私はよく、彼女のことを「小ちゃいOL」と揶揄するのだが、彼女はその戯名の通り小人のような背丈である。
正直言って、彼女を小学生だと言ってしまえば、確かにちょっとませた小学生として納得してしまいそうである。
それで灰色のキリッとした外套を着るものだからなんだか齟齬があって少々面白いように見えるのである。だから、私は彼女を「小ちゃいOL」と呼ぶのだ。

ただし、この面白さは別にそんなに大げさなものではなく、彼女の品と雰囲気を
考慮すればまったく不自然には感じないのである。


彼女は思慮分別のある常識人である。
いや、これは至って普通のことなのかもしれないが、私の周囲を垣間見るとなかなか稀有な人物なのである。
常に冷静であり、必要なことをキチッとこなし、思考が必要な時は一生懸命に考える。こういう姿が私に彼女を「OL」と喩ええさせているのである。


そして、彼女は明朗に周囲がみえている。
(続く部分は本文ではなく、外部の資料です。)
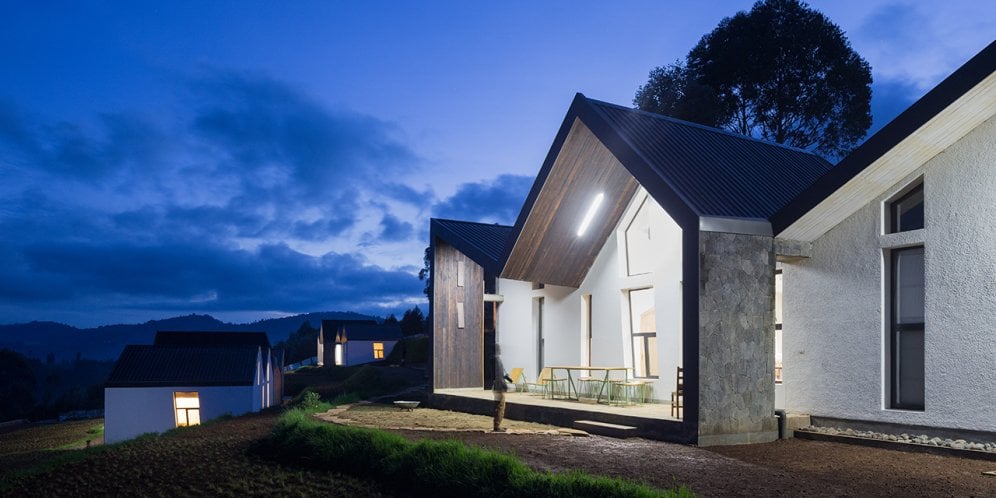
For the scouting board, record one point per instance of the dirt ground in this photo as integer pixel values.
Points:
(790, 467)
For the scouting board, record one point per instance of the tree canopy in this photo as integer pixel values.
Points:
(781, 72)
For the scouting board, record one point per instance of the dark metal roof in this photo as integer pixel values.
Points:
(191, 338)
(163, 366)
(944, 94)
(482, 242)
(714, 172)
(361, 330)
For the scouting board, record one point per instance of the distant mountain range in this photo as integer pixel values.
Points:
(38, 339)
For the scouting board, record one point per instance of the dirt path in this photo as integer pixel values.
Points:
(784, 468)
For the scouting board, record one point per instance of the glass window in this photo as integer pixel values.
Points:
(639, 252)
(778, 326)
(907, 329)
(188, 408)
(906, 212)
(643, 323)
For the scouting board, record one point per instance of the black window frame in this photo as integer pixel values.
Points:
(894, 204)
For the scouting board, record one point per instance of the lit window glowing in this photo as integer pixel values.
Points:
(590, 214)
(188, 408)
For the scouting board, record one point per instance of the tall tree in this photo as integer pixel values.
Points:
(781, 72)
(413, 322)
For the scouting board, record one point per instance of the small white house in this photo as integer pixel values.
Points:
(185, 379)
(354, 342)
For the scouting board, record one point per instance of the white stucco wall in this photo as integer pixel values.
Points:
(834, 346)
(359, 352)
(607, 284)
(132, 411)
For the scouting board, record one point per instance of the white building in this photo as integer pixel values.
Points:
(187, 378)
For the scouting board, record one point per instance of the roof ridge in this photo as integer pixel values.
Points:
(472, 222)
(703, 127)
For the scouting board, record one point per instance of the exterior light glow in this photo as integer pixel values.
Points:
(590, 214)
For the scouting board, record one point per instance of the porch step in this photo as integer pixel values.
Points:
(605, 428)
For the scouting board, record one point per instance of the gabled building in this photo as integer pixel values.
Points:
(652, 244)
(353, 342)
(185, 378)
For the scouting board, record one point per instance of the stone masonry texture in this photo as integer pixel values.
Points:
(736, 334)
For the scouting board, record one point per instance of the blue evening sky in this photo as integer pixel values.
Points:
(251, 159)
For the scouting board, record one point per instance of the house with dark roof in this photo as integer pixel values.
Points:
(354, 342)
(658, 245)
(185, 378)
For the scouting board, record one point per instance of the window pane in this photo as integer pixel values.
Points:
(186, 400)
(909, 286)
(639, 253)
(639, 356)
(907, 211)
(652, 347)
(909, 391)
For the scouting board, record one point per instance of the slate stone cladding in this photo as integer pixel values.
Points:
(736, 338)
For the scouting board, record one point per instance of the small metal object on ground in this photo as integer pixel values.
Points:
(406, 405)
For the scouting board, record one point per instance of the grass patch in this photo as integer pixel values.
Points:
(433, 467)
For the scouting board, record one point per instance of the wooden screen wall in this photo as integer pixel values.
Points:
(457, 352)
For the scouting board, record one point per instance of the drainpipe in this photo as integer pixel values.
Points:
(780, 413)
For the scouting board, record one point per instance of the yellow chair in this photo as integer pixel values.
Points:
(546, 383)
(678, 395)
(518, 380)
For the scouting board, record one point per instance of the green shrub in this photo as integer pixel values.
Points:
(433, 467)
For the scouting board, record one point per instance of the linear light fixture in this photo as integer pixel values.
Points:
(590, 214)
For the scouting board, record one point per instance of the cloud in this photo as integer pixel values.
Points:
(491, 201)
(919, 44)
(205, 208)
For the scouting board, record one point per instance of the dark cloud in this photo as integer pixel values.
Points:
(889, 99)
(197, 210)
(201, 277)
(394, 229)
(497, 201)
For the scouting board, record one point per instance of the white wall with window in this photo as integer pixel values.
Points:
(893, 322)
(133, 411)
(641, 259)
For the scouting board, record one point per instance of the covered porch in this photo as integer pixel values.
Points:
(647, 420)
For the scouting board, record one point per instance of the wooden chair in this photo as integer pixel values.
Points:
(678, 395)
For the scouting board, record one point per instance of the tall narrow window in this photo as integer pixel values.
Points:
(906, 211)
(907, 329)
(586, 325)
(643, 326)
(778, 326)
(188, 408)
(538, 324)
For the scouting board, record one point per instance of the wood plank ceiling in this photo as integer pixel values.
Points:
(548, 249)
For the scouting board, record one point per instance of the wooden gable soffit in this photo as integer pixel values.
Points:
(548, 249)
(791, 251)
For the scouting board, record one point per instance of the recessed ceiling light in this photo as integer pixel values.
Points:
(590, 214)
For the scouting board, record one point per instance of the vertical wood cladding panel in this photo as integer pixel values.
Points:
(548, 249)
(457, 352)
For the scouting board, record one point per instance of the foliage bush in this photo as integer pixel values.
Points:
(432, 467)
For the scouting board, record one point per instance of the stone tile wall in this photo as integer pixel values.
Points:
(736, 339)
よく周りを見て、行動し発言するからそこに品格が伴うのである。
現に私は彼女から人を不快にさせるような戯言をほとんど聞いたことはない。
いや、ほとんどというか皆無である。
こんなに純朴で英明な人物は何人にも変えがたいものがある。


では、彼女が英明であるも、堅物のつまらない人物かというと、そうではなく、
その品格の中でしっかりとユーモアを持っているのである。
品があってツンツンしている人かといえばどちらかというと、品はあるけれどもくだらないことにもゲラゲラしているタイプの人である。

そしてまた、調子がいい、リズミカルな
生態を持った面白い人である。
まあ簡単に言ってしまえば、「ノリ」が
いいということだが、
そのノリが、彼女の聖母的安定感に
しっかりとスパイシーさを発揮して、
彼女の奥深さを表するとともに、
その安定感を一層強調するのだ。



彼女は一見、視界に入らないくらいの
小人かもしれないが、
その実情は誰よりも寛容で、英明な、
ユーモアのある巨人なのである。



容姿は大切な要因かもしれないが、
そこに人という社会的生物としての
評価に関わるファクトはひとつもないのである。